Face à des produits financiers complexes, des parcours lourds et une information souvent difficile d’accès, l’IA apparaît comme une réponse directe aux nouveaux comportements des clients, eu égard à ses multiples avantages : disponibilité immédiate, information claire et personnalisée, multicanal fluide, réduction des délais et interactions sans effort. L’attente devient désormais l’une des plus grandes sources de frustration. Dans un univers où l’usage de WhatsApp, des messageries instantanées et des outils asynchrones s’impose, les marques financières ne peuvent plus tolérer des parcours de contact rigides ou des centres d’appels saturés.

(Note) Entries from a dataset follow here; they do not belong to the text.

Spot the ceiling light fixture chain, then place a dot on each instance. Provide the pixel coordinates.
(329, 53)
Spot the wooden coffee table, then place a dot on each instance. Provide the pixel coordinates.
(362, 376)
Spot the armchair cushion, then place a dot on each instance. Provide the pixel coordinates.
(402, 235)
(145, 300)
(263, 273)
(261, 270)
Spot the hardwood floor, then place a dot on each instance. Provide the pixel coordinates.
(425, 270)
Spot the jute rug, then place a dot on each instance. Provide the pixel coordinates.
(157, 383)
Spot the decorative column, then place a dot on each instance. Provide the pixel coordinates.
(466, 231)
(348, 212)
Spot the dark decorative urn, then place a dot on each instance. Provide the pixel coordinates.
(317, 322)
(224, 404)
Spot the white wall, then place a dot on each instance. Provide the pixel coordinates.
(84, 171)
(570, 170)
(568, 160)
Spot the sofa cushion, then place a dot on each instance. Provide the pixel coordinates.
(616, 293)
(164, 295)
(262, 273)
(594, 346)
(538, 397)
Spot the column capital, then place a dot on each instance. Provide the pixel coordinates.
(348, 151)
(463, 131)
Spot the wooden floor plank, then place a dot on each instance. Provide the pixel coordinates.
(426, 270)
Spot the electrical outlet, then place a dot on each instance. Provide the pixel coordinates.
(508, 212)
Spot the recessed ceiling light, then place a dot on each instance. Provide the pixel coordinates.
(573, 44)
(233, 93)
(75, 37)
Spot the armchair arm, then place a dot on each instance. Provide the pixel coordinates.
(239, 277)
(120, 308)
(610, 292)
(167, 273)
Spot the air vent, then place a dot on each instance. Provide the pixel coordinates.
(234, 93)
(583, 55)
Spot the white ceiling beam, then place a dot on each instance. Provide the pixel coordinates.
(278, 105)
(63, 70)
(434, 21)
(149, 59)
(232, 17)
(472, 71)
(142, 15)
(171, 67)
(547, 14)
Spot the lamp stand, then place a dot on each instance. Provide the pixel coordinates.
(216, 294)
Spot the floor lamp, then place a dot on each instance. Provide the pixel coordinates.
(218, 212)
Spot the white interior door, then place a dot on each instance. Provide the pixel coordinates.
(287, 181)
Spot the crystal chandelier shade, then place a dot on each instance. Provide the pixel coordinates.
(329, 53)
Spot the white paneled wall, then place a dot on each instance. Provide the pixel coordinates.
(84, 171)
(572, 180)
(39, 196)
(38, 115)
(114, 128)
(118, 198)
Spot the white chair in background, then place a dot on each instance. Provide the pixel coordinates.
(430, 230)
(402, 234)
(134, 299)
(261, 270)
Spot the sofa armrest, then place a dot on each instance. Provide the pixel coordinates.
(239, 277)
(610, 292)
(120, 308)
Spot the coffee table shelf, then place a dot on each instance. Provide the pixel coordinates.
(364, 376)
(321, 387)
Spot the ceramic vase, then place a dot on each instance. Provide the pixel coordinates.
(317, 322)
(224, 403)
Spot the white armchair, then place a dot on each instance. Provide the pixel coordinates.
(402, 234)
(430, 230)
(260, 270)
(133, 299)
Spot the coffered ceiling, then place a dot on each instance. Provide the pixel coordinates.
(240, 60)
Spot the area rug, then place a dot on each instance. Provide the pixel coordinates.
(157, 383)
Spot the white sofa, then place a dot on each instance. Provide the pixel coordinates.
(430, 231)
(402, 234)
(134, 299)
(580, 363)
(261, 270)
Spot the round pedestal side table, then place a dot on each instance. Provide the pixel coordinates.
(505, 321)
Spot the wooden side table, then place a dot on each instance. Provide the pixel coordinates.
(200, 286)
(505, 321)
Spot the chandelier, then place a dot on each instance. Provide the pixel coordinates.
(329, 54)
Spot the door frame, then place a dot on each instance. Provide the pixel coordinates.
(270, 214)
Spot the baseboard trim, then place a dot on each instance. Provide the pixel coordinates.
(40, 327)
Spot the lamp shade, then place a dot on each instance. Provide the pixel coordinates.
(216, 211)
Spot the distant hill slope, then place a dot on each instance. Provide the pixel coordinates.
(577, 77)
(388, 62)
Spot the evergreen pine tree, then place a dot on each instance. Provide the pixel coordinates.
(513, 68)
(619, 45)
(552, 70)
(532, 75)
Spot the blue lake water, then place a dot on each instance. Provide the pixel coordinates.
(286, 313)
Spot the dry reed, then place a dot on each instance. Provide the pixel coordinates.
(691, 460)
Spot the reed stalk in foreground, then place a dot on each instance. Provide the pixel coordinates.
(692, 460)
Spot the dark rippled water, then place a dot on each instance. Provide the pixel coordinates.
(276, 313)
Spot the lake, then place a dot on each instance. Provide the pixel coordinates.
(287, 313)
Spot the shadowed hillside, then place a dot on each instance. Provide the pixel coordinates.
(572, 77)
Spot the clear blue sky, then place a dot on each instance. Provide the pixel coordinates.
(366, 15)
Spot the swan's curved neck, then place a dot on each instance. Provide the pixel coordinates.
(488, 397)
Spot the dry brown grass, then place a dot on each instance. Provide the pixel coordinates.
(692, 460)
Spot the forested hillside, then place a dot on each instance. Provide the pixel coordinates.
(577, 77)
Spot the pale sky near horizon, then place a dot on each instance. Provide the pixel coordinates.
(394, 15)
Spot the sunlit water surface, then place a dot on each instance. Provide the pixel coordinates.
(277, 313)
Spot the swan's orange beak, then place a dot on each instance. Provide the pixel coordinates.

Dans la vision d’Olivier Roche, l’IA générative représente une rupture comparable à l’arrivée de la calculatrice dans le calcul mental. Il s’agit d’un outil qui fait gagner du temps et lève les points de friction, et ce grâce à ses bénéfices clés : il rend simple ce qui est complexe, explique les garanties, exclusions, conditions ou démarches en langage naturel, fonctionne instantanément en multilingue et réengage automatiquement les prospects dans les parcours de souscription. L’intervenant relève par ailleurs que, lorsque l’enjeu devient critique – dans le cas d’un sinistre, un litige, une incompréhension, un besoin d’accompagnement – l’intervention humaine doit redevenir plus qualitative, plus empathique et plus efficace.
Dans un secteur financier marocain déjà engagé dans une transition stratégique – data, scoring, identification, inclusion financière – la montée en puissance de l’IA générative s’inscrit dans la même dynamique, en offrant, entre autres, une amélioration de l’accès à l’information, la fluidification des parcours clients, la réduction des charges opérationnelles et la montée en compétence des équipes. Le Maroc, avec ses initiatives sur les registres nationaux, la digitalisation du crédit, l’open banking et l’écosystème fintech en expansion, dispose d’un terrain fertile pour déployer ces solutions à grande échelle.